DATE: FRIDAY, April 19, 1991                   TAG: 9104190542
SECTION: VIRGINIA                    PAGE: B4   EDITION: METRO 
SOURCE: NEAL THOMPSON EDUCATION WRITER
DATELINE: BLACKSBURG                                 LENGTH: Medium


FUNDING DISPARITY LAWSUIT CRITICIZED

If a group of rural school superintendents decides today to sue Virginia to force changes in the state's unbalanced education system, it may be years before a result.

"It is universally acknowledged that we have a problem," Willard Lemmon said Thursday. "But I'm afraid that if there's a suit, we won't have an answer for five years."

Lemmon - who spoke at a meeting of the Virginia Tech chapter of the Phi Delta Kappa fraternity at the Blacksburg Holiday Inn - heads the Governor's Commission on Educational Opportunities for all Virginians.

The commission released a report in March recommending 27 possible solutions to the problem of disparity between rural and wealthy school districts.

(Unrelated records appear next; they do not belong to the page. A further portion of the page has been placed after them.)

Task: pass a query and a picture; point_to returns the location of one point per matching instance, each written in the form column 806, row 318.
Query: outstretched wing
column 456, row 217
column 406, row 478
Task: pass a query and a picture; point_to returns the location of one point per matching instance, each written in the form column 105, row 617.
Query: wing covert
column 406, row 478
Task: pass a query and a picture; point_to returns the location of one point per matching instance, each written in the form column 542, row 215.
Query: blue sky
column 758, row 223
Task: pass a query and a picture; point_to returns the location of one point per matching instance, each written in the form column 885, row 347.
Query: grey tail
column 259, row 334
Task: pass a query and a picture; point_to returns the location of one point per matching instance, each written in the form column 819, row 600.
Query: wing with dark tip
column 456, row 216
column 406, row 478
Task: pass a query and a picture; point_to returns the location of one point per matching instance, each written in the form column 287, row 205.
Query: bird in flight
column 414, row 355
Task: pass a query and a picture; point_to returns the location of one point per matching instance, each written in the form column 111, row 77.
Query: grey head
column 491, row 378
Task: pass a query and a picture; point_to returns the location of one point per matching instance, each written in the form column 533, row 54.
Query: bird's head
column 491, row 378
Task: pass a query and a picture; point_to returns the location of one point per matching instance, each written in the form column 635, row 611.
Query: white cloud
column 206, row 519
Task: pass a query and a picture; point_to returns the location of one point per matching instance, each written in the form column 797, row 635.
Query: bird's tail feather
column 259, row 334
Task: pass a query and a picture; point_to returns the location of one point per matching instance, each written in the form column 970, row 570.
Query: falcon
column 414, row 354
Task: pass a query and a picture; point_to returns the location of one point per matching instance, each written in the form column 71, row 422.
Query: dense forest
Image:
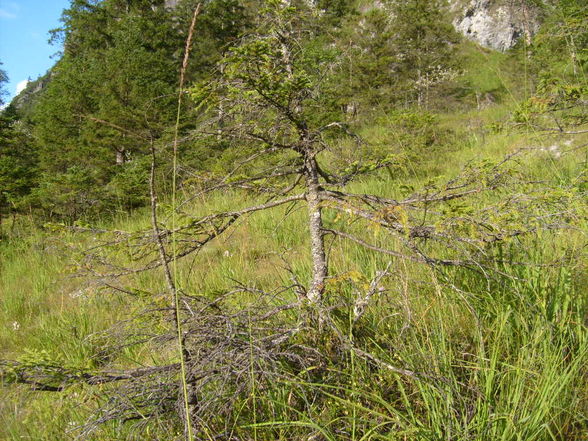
column 298, row 220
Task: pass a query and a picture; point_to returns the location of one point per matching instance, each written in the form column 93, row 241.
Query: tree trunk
column 315, row 225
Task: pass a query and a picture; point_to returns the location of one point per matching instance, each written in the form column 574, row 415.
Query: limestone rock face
column 496, row 24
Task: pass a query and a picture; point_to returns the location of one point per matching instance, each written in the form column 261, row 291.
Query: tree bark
column 315, row 225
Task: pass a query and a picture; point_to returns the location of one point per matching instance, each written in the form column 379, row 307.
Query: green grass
column 502, row 359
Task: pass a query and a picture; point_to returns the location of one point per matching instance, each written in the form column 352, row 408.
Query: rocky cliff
column 496, row 24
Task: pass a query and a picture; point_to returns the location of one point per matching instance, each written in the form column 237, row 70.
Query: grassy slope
column 514, row 370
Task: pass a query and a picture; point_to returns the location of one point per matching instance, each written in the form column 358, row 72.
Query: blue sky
column 24, row 34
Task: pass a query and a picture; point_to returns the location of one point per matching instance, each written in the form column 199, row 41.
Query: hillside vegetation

Another group - the Coalition for Equity in Educational Funding - has said the commission's report was too vague. It has threatened to sue the state unless the General Assembly or the governor offers more specific solutions.

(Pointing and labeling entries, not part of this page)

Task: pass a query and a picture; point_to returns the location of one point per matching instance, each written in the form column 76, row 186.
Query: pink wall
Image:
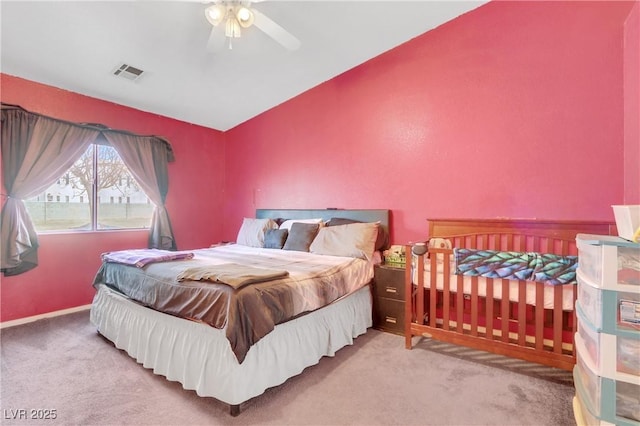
column 68, row 262
column 512, row 110
column 632, row 107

Problems include the fact that teachers in some districts make twice as much as in others, and that some high school students have four times as many classes to choose from than others.

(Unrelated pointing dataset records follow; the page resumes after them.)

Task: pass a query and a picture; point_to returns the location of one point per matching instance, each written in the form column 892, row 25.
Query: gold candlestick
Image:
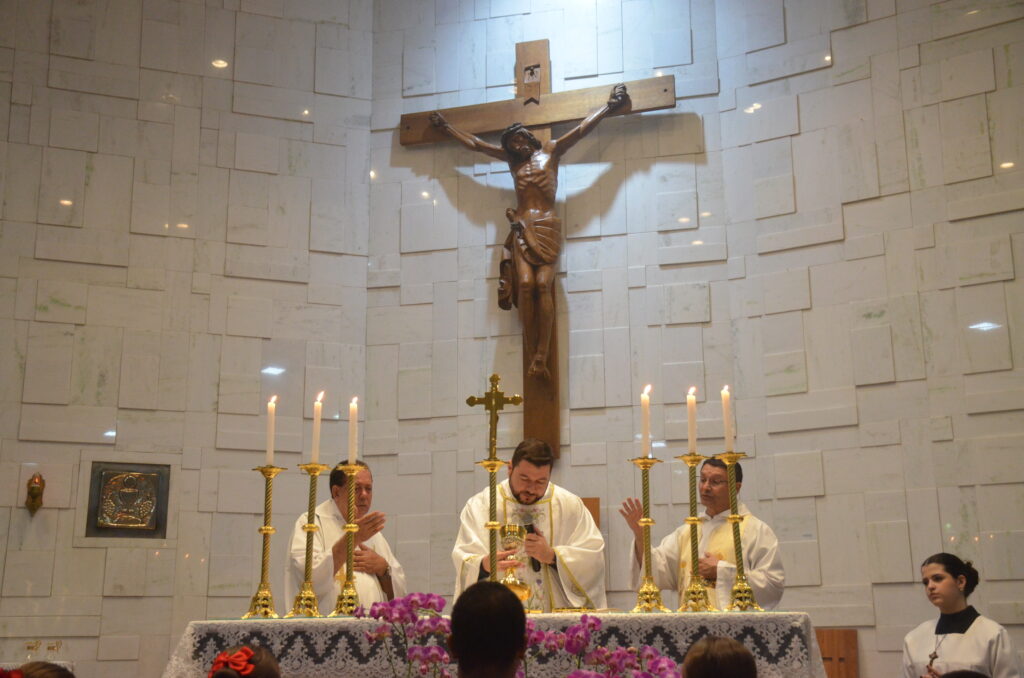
column 305, row 602
column 742, row 594
column 348, row 598
column 695, row 596
column 648, row 595
column 494, row 400
column 262, row 603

The coalition meets at 10:30 this morning and is scheduled to vote on whether it will sue.

Lemmon said his group, along with Gov. Douglas Wilder and the General Assembly, is working toward solutions and that a lawsuit would bring those efforts to a standstill.

"Unless the governing forces in Virginia find an answer, I do believe we will have a suit," he said. But he added that a suit "in the long run would be a disaster."

Lemmon warned that a lawsuit could hurt Virginia like it recently hurt New Jersey. The court-ordered solution there forced suburban districts to relinquish some of their funding so that poorer inner-city districts could receive more money, he said.

"Any time you go into court, you don't know how you're going to come out," he said. "No one contends that money alone will solve all of our problems."

A lawsuit also would be a waste of time, Lemmon said, because the courts likely would hand the case right back to the General Assembly and force legislators to solve the problems. That is exactly what his commission has suggested and Lemmon hopes the coalition will allow more time for the 1992 General Assembly to take some action.

"Virginia, like the nation, should not be divided against itself," he said. "We're talking about our children."